Les lois ordonnaient que Fatmé serait visitée; elle le fut donc, et le rapport des matrones se trouva très-défavorable à l'accusé. Elles avaient un protocole[49] pour constater l'état d'une femme violée, et toutes les conditions requises concoururent contre Kersael. Les juges l'interrogèrent: Fatmé lui fut confrontée; on entendit les témoins. Il avait beau protester de son innocence, nier le fait, et démontrer par le commerce qu'il avait entretenu plus de deux ans avec son accusatrice que ce n'était pas une femme qu'on violât; la circonstance du cimeterre, la solitude du tête-à-tête, les cris de Fatmé, l'embarras de Kersael à la vue de l'époux et des domestiques, toutes ces choses formaient, selon les juges, des présomptions violentes. De son côté, Fatmé, loin d'avouer des faveurs accordées, ne convenait pas même d'avoir donné des lueurs d'espérance, et soutenait que l'attachement opiniâtre à son devoir, dont elle ne s'était jamais relâchée, avait sans doute poussé Kersael à lui arracher de force ce qu'il avait désespéré d'obtenir par séduction. Le procès-verbal des duègnes était encore une pièce terrible; il ne fallait que le parcourir et le comparer avec les dispositions du code criminel, pour y lire la condamnation du malheureux Kersael. Il n'attendait son salut ni de ses défenses, ni du crédit de sa famille; et les magistrats avaient fixé le jugement définitif de son procès au treize de la lune de Régeb. On l'avait même annoncé au peuple, à son de trompe, selon la coutume.

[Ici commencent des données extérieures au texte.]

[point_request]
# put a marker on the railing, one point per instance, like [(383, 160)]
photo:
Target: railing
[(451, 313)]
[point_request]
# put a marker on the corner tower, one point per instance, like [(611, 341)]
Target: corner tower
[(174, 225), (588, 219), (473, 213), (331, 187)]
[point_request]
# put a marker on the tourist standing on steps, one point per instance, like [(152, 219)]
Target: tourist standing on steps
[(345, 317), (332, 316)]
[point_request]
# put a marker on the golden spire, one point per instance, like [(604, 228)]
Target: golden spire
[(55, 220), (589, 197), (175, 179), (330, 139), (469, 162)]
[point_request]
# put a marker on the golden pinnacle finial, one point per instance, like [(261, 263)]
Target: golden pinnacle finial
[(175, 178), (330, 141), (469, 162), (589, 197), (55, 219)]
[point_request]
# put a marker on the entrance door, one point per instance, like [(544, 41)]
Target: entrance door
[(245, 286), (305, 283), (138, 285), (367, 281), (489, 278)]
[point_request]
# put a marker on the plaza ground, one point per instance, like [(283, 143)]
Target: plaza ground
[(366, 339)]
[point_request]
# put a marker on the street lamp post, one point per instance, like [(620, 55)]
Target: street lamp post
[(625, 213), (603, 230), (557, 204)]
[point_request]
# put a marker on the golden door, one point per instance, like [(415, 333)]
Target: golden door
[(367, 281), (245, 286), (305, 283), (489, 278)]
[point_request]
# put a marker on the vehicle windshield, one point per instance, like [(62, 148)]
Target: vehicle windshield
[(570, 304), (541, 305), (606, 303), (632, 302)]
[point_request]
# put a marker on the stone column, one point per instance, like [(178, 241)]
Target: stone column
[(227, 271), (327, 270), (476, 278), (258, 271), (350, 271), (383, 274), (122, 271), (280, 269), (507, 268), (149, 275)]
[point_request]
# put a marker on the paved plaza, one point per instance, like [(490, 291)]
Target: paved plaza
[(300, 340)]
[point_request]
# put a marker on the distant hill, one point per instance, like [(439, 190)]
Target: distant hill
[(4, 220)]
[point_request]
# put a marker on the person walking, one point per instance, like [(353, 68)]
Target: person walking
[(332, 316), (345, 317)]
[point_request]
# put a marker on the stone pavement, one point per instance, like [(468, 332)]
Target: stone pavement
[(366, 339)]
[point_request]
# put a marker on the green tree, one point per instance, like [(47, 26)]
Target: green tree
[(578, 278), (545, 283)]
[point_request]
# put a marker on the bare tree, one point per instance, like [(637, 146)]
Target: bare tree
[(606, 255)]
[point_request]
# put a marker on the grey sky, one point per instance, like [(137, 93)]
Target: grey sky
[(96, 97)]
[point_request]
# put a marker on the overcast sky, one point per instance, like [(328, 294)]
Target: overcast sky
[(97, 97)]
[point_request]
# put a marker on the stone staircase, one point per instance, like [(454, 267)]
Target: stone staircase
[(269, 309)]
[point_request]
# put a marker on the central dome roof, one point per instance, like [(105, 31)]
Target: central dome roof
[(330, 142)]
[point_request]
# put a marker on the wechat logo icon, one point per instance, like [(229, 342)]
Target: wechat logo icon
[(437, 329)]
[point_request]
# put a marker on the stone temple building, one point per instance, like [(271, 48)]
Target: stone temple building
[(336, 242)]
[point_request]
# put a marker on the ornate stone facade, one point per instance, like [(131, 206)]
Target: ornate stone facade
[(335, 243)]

[Note 49: Diderot avait probablement trouvé ce protocole dans le livre de Venette, _De la Génération de l'Homme_, Cologne, 1696. Venette, en reproduisant un procès-verbal authentique d'une visite de matrones pour constater un viol, se plaignait déjà très-vivement de leur ignorance, et disait (p. 89): «Si les matrones de France avaient soin d'assister aux anatomies des femmes que l'on fait publiquement aux Écoles de médecine, comme font celles d'Espagne, je suis assuré qu'elles ne donneraient pas des attestations fabriquées de la sorte, qui prouvent qu'il ne faut jamais s'en fier à elles, quand il est question de l'honneur et de la virginité d'une fille.»]

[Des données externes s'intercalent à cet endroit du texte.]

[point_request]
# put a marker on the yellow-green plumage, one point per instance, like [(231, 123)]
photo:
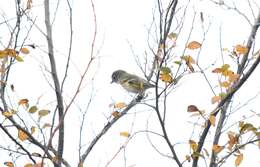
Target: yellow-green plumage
[(130, 82)]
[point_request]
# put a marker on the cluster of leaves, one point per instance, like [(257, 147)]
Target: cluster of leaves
[(11, 164), (31, 110), (166, 74), (12, 53), (234, 143)]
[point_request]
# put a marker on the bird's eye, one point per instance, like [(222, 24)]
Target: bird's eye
[(113, 77)]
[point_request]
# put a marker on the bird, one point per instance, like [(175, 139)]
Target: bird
[(130, 82)]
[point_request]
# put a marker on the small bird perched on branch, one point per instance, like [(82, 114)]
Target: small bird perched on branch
[(130, 82)]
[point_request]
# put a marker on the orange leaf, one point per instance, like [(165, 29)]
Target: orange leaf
[(25, 51), (125, 134), (33, 109), (120, 105), (239, 159), (7, 114), (215, 99), (212, 120), (3, 54), (193, 45), (167, 78), (233, 139), (116, 114), (19, 59), (28, 165), (43, 112), (240, 49), (193, 145), (10, 52), (187, 157), (217, 70), (23, 102), (46, 125), (36, 154), (192, 108), (217, 149), (188, 59), (9, 164), (225, 84), (22, 136), (233, 77), (165, 70)]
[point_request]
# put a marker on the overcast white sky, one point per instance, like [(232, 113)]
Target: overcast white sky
[(120, 23)]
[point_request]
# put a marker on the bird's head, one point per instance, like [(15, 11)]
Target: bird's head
[(116, 75)]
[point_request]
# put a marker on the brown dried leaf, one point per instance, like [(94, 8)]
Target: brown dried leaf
[(192, 108), (193, 45)]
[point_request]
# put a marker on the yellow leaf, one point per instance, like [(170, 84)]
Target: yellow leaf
[(193, 45), (125, 134), (9, 164), (28, 165), (33, 128), (167, 78), (172, 36), (193, 145), (240, 49), (46, 125), (3, 54), (21, 135), (55, 159), (193, 108), (233, 77), (10, 52), (188, 59), (23, 102), (246, 127), (39, 164), (25, 51), (217, 70), (19, 59), (239, 159), (165, 70), (187, 157), (80, 164), (212, 120), (33, 109), (225, 84), (43, 112), (217, 149), (36, 154), (206, 152), (233, 139), (29, 4), (116, 114), (7, 114), (120, 105), (215, 99)]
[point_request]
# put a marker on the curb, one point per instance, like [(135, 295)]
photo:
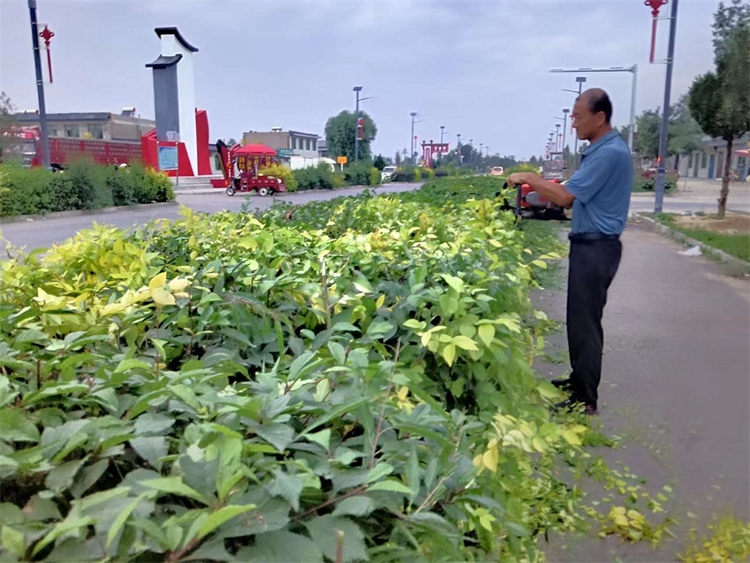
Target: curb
[(81, 212), (210, 191), (705, 248)]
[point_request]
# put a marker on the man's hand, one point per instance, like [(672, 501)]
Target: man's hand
[(550, 191), (520, 178)]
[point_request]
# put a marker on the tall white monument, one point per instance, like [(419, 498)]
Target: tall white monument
[(174, 92)]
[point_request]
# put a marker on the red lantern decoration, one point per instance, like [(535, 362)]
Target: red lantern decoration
[(654, 5)]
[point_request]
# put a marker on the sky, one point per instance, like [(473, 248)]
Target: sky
[(481, 69)]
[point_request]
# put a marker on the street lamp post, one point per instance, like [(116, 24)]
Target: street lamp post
[(357, 90), (413, 121), (661, 170), (631, 69), (580, 80)]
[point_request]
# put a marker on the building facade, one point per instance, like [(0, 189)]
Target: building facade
[(709, 162), (288, 143), (91, 125)]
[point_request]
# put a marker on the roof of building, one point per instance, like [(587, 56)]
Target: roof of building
[(176, 32), (33, 117), (164, 61), (301, 134), (256, 150), (289, 132)]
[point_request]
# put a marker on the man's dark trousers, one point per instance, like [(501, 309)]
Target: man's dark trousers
[(592, 265)]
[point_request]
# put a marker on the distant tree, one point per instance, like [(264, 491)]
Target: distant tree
[(648, 125), (379, 162), (7, 109), (684, 132), (340, 132), (720, 101)]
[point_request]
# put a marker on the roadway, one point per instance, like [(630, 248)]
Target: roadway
[(42, 233)]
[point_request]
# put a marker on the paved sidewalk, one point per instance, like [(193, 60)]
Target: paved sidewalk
[(696, 194), (676, 388)]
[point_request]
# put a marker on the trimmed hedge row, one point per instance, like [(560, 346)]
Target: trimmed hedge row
[(83, 185)]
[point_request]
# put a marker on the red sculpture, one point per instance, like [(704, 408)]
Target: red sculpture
[(46, 34)]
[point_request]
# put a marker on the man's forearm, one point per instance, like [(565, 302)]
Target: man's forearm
[(551, 191)]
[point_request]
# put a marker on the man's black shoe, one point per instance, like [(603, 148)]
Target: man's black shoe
[(563, 384), (570, 404)]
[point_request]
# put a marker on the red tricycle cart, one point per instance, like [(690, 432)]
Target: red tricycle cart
[(240, 166)]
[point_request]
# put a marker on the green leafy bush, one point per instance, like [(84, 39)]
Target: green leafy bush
[(646, 182), (358, 174), (374, 176), (339, 180), (283, 172), (350, 381), (318, 177), (25, 192)]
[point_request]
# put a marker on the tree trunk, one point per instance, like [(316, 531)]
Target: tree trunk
[(725, 181)]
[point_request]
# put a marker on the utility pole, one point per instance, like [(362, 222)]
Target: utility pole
[(411, 154), (357, 90), (661, 171), (39, 84)]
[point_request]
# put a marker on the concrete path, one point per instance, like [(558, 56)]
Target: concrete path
[(676, 388), (42, 233), (696, 195)]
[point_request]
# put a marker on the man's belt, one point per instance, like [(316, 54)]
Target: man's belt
[(581, 237)]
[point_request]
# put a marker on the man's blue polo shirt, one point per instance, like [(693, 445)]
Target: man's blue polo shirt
[(602, 187)]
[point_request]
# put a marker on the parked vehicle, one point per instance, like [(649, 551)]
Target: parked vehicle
[(388, 173), (240, 166), (554, 167)]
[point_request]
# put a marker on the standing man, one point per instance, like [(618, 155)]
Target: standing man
[(599, 193)]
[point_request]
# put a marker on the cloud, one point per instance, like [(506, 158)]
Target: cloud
[(480, 68)]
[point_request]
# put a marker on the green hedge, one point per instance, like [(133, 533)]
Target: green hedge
[(348, 382), (318, 177), (83, 185)]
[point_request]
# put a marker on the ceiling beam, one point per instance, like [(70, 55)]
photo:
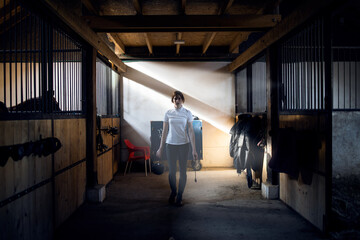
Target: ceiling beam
[(178, 37), (90, 6), (182, 23), (80, 26), (137, 7), (114, 37), (210, 36), (299, 16), (225, 7), (183, 6), (239, 38), (148, 43)]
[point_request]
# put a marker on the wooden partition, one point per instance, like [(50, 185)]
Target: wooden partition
[(39, 193), (70, 185), (307, 200), (108, 160)]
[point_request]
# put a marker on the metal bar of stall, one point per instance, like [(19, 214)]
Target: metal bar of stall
[(338, 63), (64, 74), (307, 60), (322, 66), (293, 83), (27, 59), (21, 57), (50, 63), (302, 70), (72, 77), (288, 76), (344, 81), (10, 55), (15, 45), (57, 37), (43, 62), (4, 55), (32, 71), (311, 64), (317, 66), (356, 53)]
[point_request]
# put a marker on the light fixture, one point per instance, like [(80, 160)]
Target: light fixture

Cet événement fut le sujet des conversations, et partagea longtemps les esprits. Quelques vieilles bégueules, qui n'avaient jamais eu à redouter le viol, allaient criant: «Que l'attentat de Kersael était énorme; que si l'on n'en faisait un exemple sévère, l'innocence ne serait plus en sûreté, et qu'une honnête femme risquerait d'être insultée jusqu'au pied des autels.» Puis elles citaient des occasions où de petits audacieux avaient osé attaquer la vertu de plusieurs dames respectables; les détails ne laissaient aucun doute que les dames respectables dont elles parlaient, c'étaient elles-mêmes; et tous ces propos se tenaient avec des bramines moins innocents que Kersael, et par des dévotes aussi sages que Fatmé, par forme d'entretiens édifiants.

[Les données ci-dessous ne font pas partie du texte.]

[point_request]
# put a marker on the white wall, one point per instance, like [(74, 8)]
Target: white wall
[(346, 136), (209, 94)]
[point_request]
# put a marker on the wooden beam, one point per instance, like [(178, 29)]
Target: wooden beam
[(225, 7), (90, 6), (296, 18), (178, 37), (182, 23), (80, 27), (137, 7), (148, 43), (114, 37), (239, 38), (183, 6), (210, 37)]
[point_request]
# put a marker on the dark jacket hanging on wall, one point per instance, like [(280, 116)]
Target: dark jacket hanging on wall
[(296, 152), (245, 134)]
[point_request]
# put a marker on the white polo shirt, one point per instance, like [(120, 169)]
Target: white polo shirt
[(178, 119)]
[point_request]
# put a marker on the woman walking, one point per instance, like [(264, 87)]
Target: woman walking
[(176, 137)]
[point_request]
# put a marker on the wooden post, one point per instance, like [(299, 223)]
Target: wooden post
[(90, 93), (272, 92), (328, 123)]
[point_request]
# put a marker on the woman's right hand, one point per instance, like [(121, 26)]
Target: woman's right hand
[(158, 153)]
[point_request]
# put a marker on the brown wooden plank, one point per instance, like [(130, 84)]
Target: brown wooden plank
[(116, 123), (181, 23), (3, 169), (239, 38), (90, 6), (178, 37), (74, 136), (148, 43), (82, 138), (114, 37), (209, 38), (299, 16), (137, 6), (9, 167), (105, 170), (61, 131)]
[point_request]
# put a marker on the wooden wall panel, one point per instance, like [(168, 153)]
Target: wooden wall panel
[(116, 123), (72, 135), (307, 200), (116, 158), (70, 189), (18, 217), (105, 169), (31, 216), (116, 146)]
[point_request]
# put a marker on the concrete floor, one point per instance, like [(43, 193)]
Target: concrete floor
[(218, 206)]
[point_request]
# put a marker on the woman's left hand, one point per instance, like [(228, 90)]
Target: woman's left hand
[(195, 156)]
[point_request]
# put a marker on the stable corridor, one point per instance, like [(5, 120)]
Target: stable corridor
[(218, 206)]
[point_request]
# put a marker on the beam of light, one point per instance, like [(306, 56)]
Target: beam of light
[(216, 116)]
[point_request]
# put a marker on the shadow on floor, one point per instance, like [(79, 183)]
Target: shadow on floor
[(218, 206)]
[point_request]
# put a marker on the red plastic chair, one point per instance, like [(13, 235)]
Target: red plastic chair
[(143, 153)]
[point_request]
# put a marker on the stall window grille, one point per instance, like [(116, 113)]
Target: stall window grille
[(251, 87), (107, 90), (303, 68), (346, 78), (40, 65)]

Les petits-maîtres, au contraire, et même quelques petites-maîtresses, avançaient que le viol était une chimère: qu'on ne se rendait jamais que par capitulation, et que, pour peu qu'une place fût défendue, il était de toute impossibilité de l'emporter de vive force. Les exemples venaient à l'appui des raisonnements; les femmes en connaissaient, les petits-maîtres en créaient; et l'on ne finissait point de citer des femmes qui n'avaient point été violées. «Le pauvre Kersael! disait-on, de quoi diable s'est-il avisé, d'en vouloir à la petite Bimbreloque (c'était le nom de la danseuse); que ne s'en tenait-il à Fatmé? Ils étaient au mieux; et l'époux les laissait aller leur chemin, que c'était une bénédiction... Les sorcières de matrones ont mal mis leurs lunettes, ajoutait-on, et n'y ont vu goutte; car qui est-ce qui voit clair là? Et puis messieurs les sénateurs vont le priver de sa joie, pour avoir enfoncé une porte ouverte. Le pauvre garçon en mourra; cela n'est pas douteux. Et voyez, après cela, à quoi les femmes mécontentes ne seront point autorisées...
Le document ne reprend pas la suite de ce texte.